Вот и сегодня, наскоро умывшись и помолившись «раз-два-три», отбывается самая трудная утренняя повинность еды. Маврик уже закормлен, а Санчик никогда не отказывается от еды. Правда, теперь он, с приездом из Перми своего друга, сытно и часто ест, но все равно его тельце тоще, руки худы, щеки впалы Ему трудно наверстать недостаток в питании первых лет его жизни. Когда он был младенцем, ему не хватало молока, а потом, когда он подрос и сел за общий стол, семье не хватало и всего остального, даже не всегда доставало хлеба. Но зачем вспоминать об этом сегодня, когда на столе белая молочная лапша, когда в чашку чая кладется два куска пиленого сахара, когда чай пахнет чаем, а не прелым сеном, а хлеб, как тополиный пух, мягок и бел. Как вкусно и как хорошо есть досыта, и будто нет другого стола, где в этот же час сидит Санчикова семья и его мать со вздохом режет ржаной хлеб и думает, как всегда, где и что раздобыть на обед.

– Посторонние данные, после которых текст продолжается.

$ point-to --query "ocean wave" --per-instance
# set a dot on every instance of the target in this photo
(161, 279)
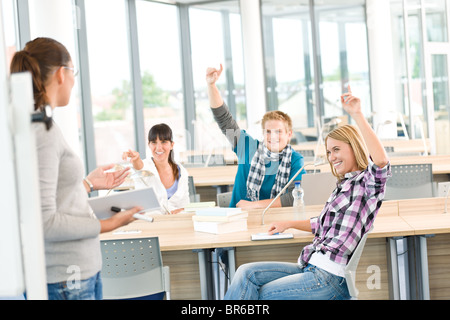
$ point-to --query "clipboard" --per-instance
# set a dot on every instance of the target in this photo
(145, 198)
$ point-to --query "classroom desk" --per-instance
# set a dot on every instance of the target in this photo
(224, 175)
(178, 242)
(431, 241)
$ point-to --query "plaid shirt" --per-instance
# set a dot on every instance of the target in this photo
(348, 214)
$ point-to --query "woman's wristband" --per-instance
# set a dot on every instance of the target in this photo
(91, 186)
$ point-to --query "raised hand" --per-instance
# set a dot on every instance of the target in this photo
(213, 74)
(135, 158)
(107, 180)
(350, 103)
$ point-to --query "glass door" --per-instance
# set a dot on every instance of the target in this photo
(437, 82)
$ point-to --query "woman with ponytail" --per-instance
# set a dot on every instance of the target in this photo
(169, 179)
(71, 230)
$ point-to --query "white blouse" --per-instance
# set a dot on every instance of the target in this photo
(178, 200)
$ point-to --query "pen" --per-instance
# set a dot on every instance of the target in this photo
(136, 215)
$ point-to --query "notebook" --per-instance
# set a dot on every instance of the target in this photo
(145, 198)
(318, 187)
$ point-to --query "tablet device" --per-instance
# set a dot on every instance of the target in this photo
(145, 198)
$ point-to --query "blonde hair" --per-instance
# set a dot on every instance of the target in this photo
(277, 115)
(350, 134)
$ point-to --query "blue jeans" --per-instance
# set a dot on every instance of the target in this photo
(89, 289)
(285, 281)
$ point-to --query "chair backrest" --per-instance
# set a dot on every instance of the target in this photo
(410, 181)
(132, 268)
(224, 199)
(352, 265)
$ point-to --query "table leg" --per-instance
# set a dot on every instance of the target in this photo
(394, 283)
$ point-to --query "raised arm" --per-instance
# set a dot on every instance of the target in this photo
(352, 105)
(222, 115)
(212, 75)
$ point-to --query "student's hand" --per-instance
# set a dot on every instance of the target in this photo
(133, 155)
(101, 179)
(350, 103)
(118, 220)
(135, 159)
(213, 74)
(244, 204)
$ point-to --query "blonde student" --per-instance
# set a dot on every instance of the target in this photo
(264, 167)
(345, 218)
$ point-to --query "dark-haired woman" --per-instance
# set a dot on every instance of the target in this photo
(71, 230)
(169, 179)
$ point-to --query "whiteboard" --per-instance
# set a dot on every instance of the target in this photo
(11, 267)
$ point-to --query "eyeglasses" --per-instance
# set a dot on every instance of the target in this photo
(74, 70)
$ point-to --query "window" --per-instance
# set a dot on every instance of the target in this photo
(289, 65)
(111, 87)
(161, 73)
(216, 39)
(341, 58)
(9, 25)
(343, 54)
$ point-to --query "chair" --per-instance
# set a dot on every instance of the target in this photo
(224, 199)
(133, 269)
(352, 265)
(410, 181)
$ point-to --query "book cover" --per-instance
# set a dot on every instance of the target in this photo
(216, 211)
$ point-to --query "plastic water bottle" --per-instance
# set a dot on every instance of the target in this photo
(299, 203)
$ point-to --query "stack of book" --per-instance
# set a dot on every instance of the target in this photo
(220, 220)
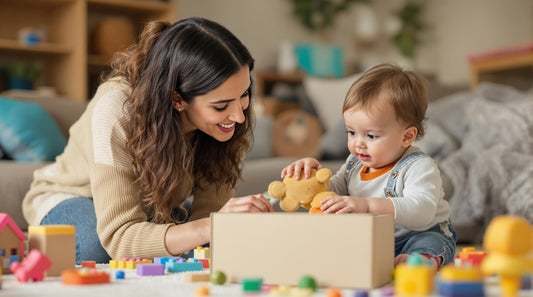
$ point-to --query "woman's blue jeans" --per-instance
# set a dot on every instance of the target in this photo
(79, 211)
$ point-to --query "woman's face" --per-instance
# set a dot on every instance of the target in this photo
(217, 112)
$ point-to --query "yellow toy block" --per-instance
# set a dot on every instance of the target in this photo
(202, 253)
(127, 263)
(413, 280)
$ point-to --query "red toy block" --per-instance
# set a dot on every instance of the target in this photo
(205, 263)
(84, 277)
(88, 264)
(33, 267)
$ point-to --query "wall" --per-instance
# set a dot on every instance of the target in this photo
(457, 28)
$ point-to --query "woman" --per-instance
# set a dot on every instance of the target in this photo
(172, 119)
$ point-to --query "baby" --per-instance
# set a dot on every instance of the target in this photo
(384, 112)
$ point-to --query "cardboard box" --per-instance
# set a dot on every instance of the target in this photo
(348, 251)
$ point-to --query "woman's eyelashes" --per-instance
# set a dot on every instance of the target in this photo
(220, 109)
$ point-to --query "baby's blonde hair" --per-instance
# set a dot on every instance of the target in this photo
(403, 89)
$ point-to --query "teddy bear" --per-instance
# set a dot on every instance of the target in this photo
(307, 192)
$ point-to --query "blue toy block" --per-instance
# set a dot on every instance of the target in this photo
(173, 266)
(252, 284)
(164, 260)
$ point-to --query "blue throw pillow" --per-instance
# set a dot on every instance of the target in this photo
(27, 132)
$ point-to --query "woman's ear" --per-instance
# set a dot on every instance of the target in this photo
(409, 136)
(177, 102)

А здесь уже топится печь и в глиняной латке-жаровне лежит утка, аккуратно обложенная кружками картофеля, дожидаясь, когда сгорят дрова, а угли загребутся в загнетку, чтобы ей, утке, начать томиться в вольном жару при закрытой заслонке и начать пахнуть нестерпимо вкусно, а потом появиться на обеденном столе и отдать одно крылышко Маврику, а другое ему, Санчику.

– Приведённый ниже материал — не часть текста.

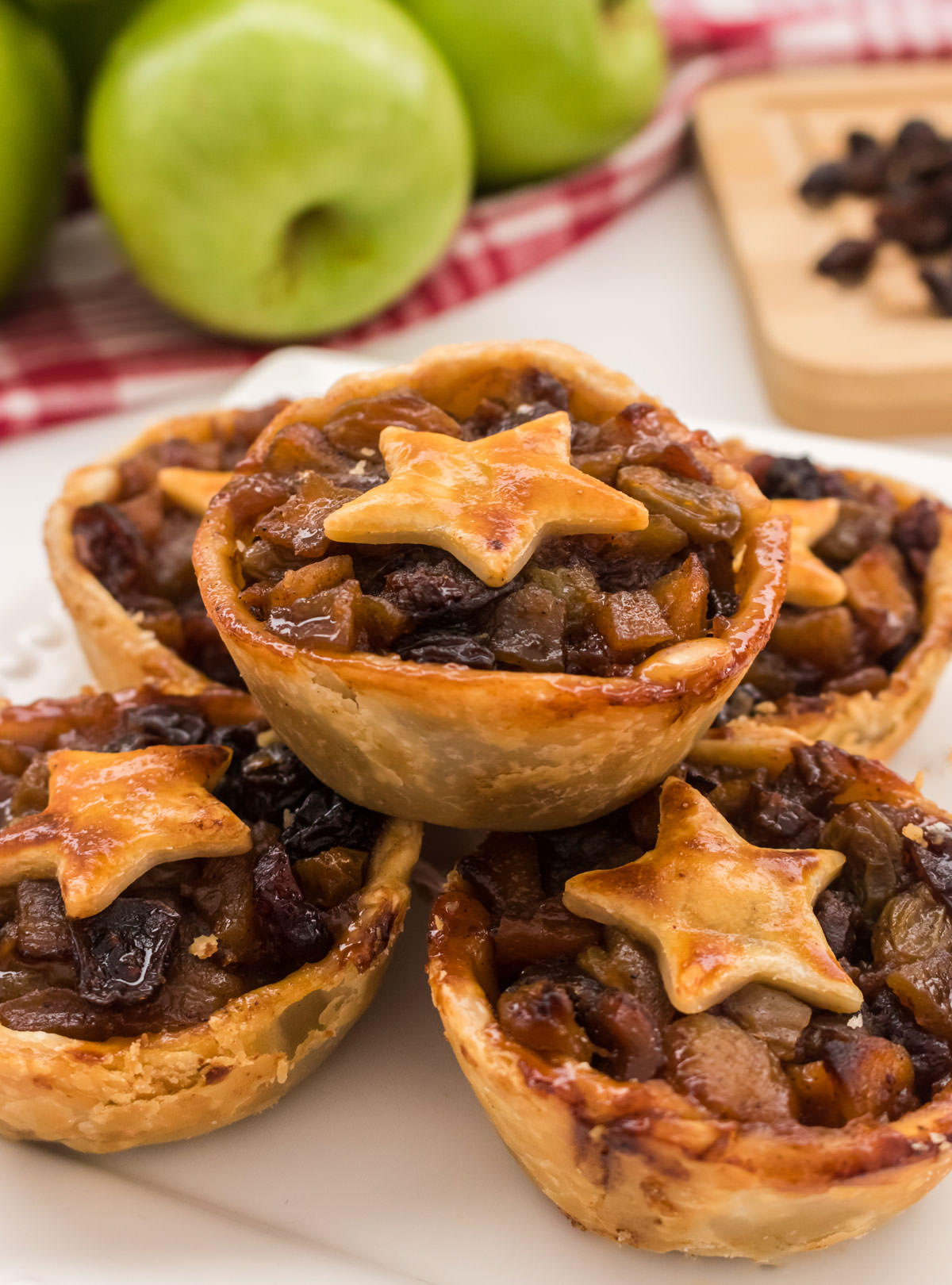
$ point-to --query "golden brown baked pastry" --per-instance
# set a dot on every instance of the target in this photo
(532, 696)
(118, 541)
(750, 1119)
(866, 628)
(255, 933)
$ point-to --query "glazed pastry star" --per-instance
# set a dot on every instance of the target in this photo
(111, 818)
(811, 582)
(719, 911)
(192, 489)
(487, 503)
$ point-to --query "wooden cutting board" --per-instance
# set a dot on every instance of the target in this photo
(862, 360)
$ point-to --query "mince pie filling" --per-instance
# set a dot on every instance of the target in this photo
(852, 639)
(593, 604)
(574, 988)
(139, 545)
(190, 934)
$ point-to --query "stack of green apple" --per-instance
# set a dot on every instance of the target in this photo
(278, 169)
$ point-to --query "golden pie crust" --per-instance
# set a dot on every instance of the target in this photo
(501, 750)
(122, 1092)
(877, 723)
(641, 1163)
(118, 649)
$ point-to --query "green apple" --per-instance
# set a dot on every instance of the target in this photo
(278, 169)
(549, 82)
(35, 113)
(83, 30)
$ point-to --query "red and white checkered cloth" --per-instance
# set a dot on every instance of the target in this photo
(86, 339)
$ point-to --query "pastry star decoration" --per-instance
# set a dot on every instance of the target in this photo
(487, 503)
(111, 818)
(811, 581)
(719, 911)
(192, 489)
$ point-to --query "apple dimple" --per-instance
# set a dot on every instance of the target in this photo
(282, 170)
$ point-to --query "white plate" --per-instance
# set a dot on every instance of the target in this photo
(382, 1167)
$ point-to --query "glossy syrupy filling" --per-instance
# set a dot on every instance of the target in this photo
(139, 545)
(189, 936)
(584, 604)
(883, 554)
(570, 988)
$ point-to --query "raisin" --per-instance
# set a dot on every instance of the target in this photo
(848, 261)
(823, 182)
(931, 1057)
(779, 821)
(539, 1015)
(159, 725)
(719, 563)
(790, 478)
(121, 953)
(939, 286)
(916, 534)
(536, 393)
(839, 918)
(43, 932)
(298, 930)
(111, 547)
(202, 648)
(270, 781)
(327, 820)
(60, 1011)
(446, 646)
(429, 590)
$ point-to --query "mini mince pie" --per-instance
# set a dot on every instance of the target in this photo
(189, 919)
(120, 549)
(720, 1019)
(866, 627)
(499, 586)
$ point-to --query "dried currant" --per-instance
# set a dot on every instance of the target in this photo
(121, 953)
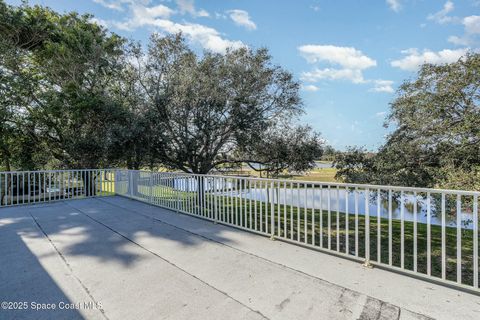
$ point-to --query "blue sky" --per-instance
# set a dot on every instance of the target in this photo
(350, 55)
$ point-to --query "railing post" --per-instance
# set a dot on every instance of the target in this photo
(150, 197)
(215, 213)
(272, 214)
(177, 195)
(367, 229)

— А у нас, — говорит он, — в прошлом году тоже была утка. Не целая, а хватило всем.

Этим он как бы показывает, что и они живут вовсе уж не так плохо.

С завтраком покончено. Маврик вскакивает. Санчик бежит вслед за ним, дожевывая хрустящую хлебную корочку. На дворе ждет, виляя хвостом, счастливый Мальчик. Щенку выносится вымоченный в молоке хлеб, и день начинается.

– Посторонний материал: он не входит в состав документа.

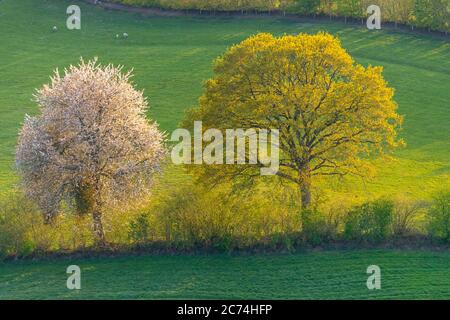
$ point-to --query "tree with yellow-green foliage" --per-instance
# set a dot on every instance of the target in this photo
(332, 114)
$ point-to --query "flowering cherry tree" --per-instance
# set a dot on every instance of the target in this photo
(91, 147)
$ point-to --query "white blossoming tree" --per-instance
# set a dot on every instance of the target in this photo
(91, 146)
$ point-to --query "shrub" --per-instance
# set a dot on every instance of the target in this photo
(139, 230)
(317, 227)
(15, 220)
(406, 214)
(371, 221)
(439, 217)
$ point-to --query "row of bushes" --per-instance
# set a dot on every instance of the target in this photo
(188, 216)
(429, 14)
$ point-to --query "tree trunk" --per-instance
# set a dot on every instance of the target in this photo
(98, 227)
(305, 189)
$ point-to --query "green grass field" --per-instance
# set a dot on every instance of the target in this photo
(171, 58)
(319, 275)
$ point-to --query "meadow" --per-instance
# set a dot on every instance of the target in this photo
(171, 57)
(314, 275)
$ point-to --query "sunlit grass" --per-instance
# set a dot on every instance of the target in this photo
(171, 58)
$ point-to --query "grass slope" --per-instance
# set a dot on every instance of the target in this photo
(172, 56)
(319, 275)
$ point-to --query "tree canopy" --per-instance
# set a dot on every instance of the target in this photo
(91, 145)
(332, 113)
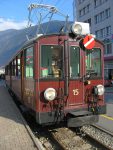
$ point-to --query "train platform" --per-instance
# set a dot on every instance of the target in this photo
(14, 131)
(106, 120)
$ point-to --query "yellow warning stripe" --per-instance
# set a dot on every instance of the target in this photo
(105, 116)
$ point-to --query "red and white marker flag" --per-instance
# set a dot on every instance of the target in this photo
(89, 42)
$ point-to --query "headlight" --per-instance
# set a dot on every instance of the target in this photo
(50, 94)
(99, 89)
(80, 28)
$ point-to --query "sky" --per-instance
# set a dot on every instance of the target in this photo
(14, 13)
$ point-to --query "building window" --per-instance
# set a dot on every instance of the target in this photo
(107, 13)
(99, 2)
(29, 62)
(108, 48)
(102, 16)
(84, 10)
(88, 21)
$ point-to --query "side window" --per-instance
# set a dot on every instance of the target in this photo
(29, 62)
(51, 61)
(74, 62)
(18, 66)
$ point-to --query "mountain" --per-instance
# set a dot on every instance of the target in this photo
(13, 40)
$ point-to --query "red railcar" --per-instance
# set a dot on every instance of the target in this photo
(58, 79)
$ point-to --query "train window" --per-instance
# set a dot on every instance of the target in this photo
(93, 62)
(29, 62)
(51, 61)
(18, 65)
(74, 62)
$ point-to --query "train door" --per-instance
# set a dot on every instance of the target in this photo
(22, 75)
(76, 85)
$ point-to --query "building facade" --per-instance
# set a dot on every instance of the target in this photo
(99, 14)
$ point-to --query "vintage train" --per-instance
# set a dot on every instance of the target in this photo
(60, 77)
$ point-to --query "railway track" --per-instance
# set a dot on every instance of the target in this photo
(102, 136)
(62, 138)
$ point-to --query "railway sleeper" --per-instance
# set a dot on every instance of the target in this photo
(81, 118)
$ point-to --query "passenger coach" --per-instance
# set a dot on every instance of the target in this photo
(60, 77)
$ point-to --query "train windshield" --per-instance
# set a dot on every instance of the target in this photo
(51, 61)
(93, 62)
(74, 62)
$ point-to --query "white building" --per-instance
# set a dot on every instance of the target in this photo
(99, 13)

В пароход играть уже не хочется. Как он ни хорош, но надоело ездить в Рыбинск и обратно. На одном и том же месте. Манит улица. Ее-то и боится Екатерина Матвеевна. Боится, но знает, что рано или поздно Маврику придется открыть туда ворота.

Она недавно разрешила ему перелезать через три изгороди и ходить через два огорода к Толе и Сене Краснобаевым. У Краснобаевых совсем другая жизнь. Засаженный, а не пустующий огород. Красная комолая «не бодучая» корова. Куры, которых можно кормить. Но самое интересное — лазить по закоулкам большого сарая и собирать яйца. Но еще интереснее спускаться в подвал краснобаевского дома. Там почти завод. Там множество инструментов, которыми разрешается работать. Не всеми, но некоторыми.